Rejecting or failing to reject the null hypothesis If our statistical analysis shows that the significance level is below the cut-off value we have set (e.g., either 0.05 or 0.01), we reject the null hypothesis and accept the alternative hypothesis.
How do you know if you reject or accept null hypothesis?
If the P-value is less than (or equal to) , then the null hypothesis is rejected in favor of the alternative hypothesis. And, if the P-value is greater than , then the null hypothesis is not rejected.
Do we always want to reject the null hypothesis?
It is not taken for granted that the null is always to be rejected. In model fit testing, the null is usually that the model fits well, and that is something desirable that we would hate to reject.
What to do if fail to reject the null hypothesis?

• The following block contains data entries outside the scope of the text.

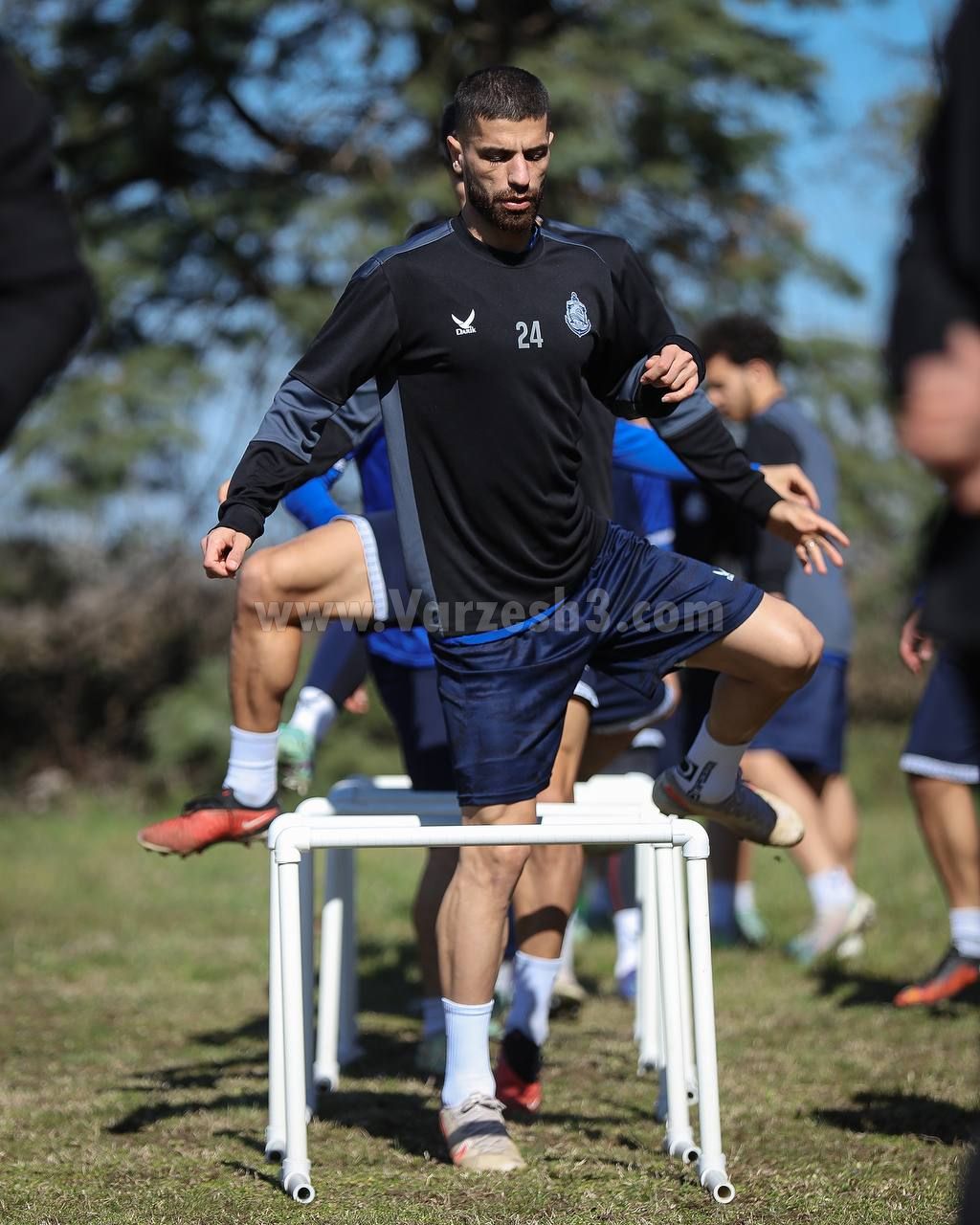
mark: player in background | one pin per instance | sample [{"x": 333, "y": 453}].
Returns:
[
  {"x": 942, "y": 764},
  {"x": 799, "y": 753}
]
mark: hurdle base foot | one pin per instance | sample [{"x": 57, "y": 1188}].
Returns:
[
  {"x": 297, "y": 1181},
  {"x": 717, "y": 1182},
  {"x": 326, "y": 1077}
]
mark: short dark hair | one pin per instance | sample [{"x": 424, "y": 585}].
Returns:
[
  {"x": 446, "y": 127},
  {"x": 742, "y": 338},
  {"x": 499, "y": 92}
]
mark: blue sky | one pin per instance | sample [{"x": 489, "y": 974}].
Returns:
[{"x": 852, "y": 201}]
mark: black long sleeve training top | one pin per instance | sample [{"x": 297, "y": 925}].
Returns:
[{"x": 480, "y": 359}]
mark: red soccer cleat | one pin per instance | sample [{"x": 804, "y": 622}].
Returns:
[
  {"x": 519, "y": 1073},
  {"x": 209, "y": 819},
  {"x": 952, "y": 975}
]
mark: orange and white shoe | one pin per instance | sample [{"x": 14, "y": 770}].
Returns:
[
  {"x": 954, "y": 974},
  {"x": 519, "y": 1073},
  {"x": 209, "y": 819}
]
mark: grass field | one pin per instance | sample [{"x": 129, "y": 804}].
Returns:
[{"x": 134, "y": 1079}]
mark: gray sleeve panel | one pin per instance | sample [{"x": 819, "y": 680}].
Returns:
[
  {"x": 690, "y": 411},
  {"x": 298, "y": 414},
  {"x": 410, "y": 529}
]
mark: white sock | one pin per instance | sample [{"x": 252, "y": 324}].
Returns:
[
  {"x": 965, "y": 927},
  {"x": 831, "y": 889},
  {"x": 533, "y": 980},
  {"x": 708, "y": 768},
  {"x": 568, "y": 946},
  {"x": 745, "y": 897},
  {"x": 314, "y": 713},
  {"x": 722, "y": 904},
  {"x": 467, "y": 1051},
  {"x": 433, "y": 1017},
  {"x": 252, "y": 766},
  {"x": 626, "y": 924}
]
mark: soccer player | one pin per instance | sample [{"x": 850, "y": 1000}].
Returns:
[
  {"x": 799, "y": 753},
  {"x": 47, "y": 301},
  {"x": 480, "y": 333},
  {"x": 942, "y": 761}
]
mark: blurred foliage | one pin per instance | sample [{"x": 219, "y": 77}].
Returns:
[
  {"x": 187, "y": 736},
  {"x": 87, "y": 639},
  {"x": 232, "y": 161}
]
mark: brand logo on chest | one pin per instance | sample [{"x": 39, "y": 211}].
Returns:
[
  {"x": 576, "y": 316},
  {"x": 464, "y": 326}
]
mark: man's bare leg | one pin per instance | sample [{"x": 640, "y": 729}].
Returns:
[
  {"x": 316, "y": 577},
  {"x": 320, "y": 574},
  {"x": 471, "y": 934},
  {"x": 948, "y": 822},
  {"x": 839, "y": 814}
]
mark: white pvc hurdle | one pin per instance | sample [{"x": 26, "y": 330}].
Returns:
[{"x": 663, "y": 843}]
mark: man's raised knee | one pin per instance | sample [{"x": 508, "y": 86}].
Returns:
[{"x": 801, "y": 657}]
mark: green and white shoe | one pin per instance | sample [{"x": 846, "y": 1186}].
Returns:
[{"x": 296, "y": 752}]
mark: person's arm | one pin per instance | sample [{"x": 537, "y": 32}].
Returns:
[
  {"x": 772, "y": 559},
  {"x": 315, "y": 412},
  {"x": 694, "y": 430}
]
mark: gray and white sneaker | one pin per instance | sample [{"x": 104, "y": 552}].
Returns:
[
  {"x": 748, "y": 813},
  {"x": 832, "y": 928},
  {"x": 476, "y": 1134}
]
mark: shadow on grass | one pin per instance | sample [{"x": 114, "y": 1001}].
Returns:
[
  {"x": 145, "y": 1116},
  {"x": 900, "y": 1114},
  {"x": 252, "y": 1172},
  {"x": 869, "y": 990},
  {"x": 389, "y": 976},
  {"x": 407, "y": 1120}
]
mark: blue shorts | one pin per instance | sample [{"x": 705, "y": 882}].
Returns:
[
  {"x": 809, "y": 727},
  {"x": 412, "y": 700},
  {"x": 615, "y": 707},
  {"x": 945, "y": 736},
  {"x": 638, "y": 613}
]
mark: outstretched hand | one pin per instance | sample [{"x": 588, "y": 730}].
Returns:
[
  {"x": 914, "y": 647},
  {"x": 675, "y": 368},
  {"x": 224, "y": 551},
  {"x": 791, "y": 482},
  {"x": 813, "y": 537}
]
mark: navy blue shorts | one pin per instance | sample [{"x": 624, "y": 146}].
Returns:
[
  {"x": 809, "y": 727},
  {"x": 638, "y": 613},
  {"x": 411, "y": 697},
  {"x": 945, "y": 736},
  {"x": 616, "y": 707}
]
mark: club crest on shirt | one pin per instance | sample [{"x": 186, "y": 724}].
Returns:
[{"x": 576, "y": 316}]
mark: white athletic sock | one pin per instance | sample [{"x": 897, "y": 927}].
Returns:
[
  {"x": 467, "y": 1051},
  {"x": 433, "y": 1017},
  {"x": 831, "y": 889},
  {"x": 314, "y": 713},
  {"x": 965, "y": 927},
  {"x": 722, "y": 904},
  {"x": 745, "y": 897},
  {"x": 708, "y": 768},
  {"x": 533, "y": 981},
  {"x": 568, "y": 946},
  {"x": 626, "y": 924},
  {"x": 252, "y": 766}
]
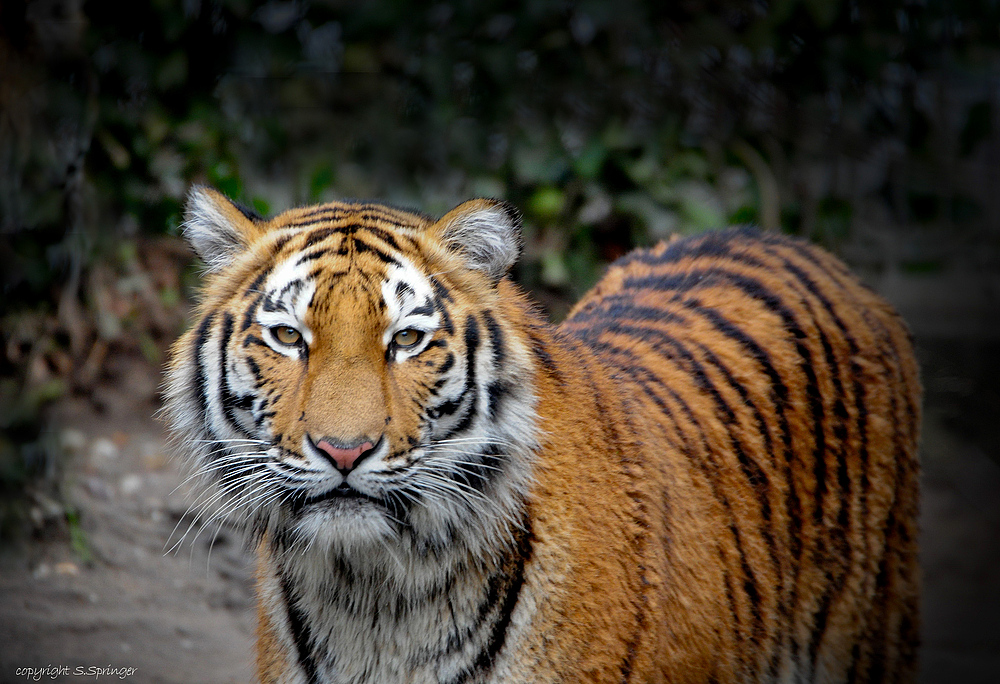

We do not know if the null is true or if it is false. If the null is false and we reject it, then we made the correct decision. If the null hypothesis is true and we fail to reject it, then we made the correct decision.
Does failing to reject null mean null is true?
In a similar way, a failure to reject the null hypothesis in a significance test does not mean that the null hypothesis is true. It only means that the scientist was unable to provide enough evidence for the alternative hypothesis.
When to reject or accept null hypothesis?
If the sample does not support the null hypothesis, we reject it on the probability basis and accept the alternative hypothesis. If the sample does not oppose the hypothesis, the hypothesis is accepted.
Do we reject or accept the null hypothesis?
Rejecting or failing to reject the null hypothesis. Alternatively, if the significance level is above the cut-off value, we fail to reject the null hypothesis and cannot accept the alternative hypothesis. You should note that you cannot accept the null hypothesis, but only find evidence against it.
What is the reason of a null hypothesis being rejected?
In the significance testing approach of Ronald Fisher, a null hypothesis is rejected if the observed data is significantly unlikely to have occurred if the null hypothesis were true. In this case, the null hypothesis is rejected and an alternative hypothesis is accepted in its place. If the data is consistent with the null hypothesis statistically possibly true, then the null hypothesis is not rejected.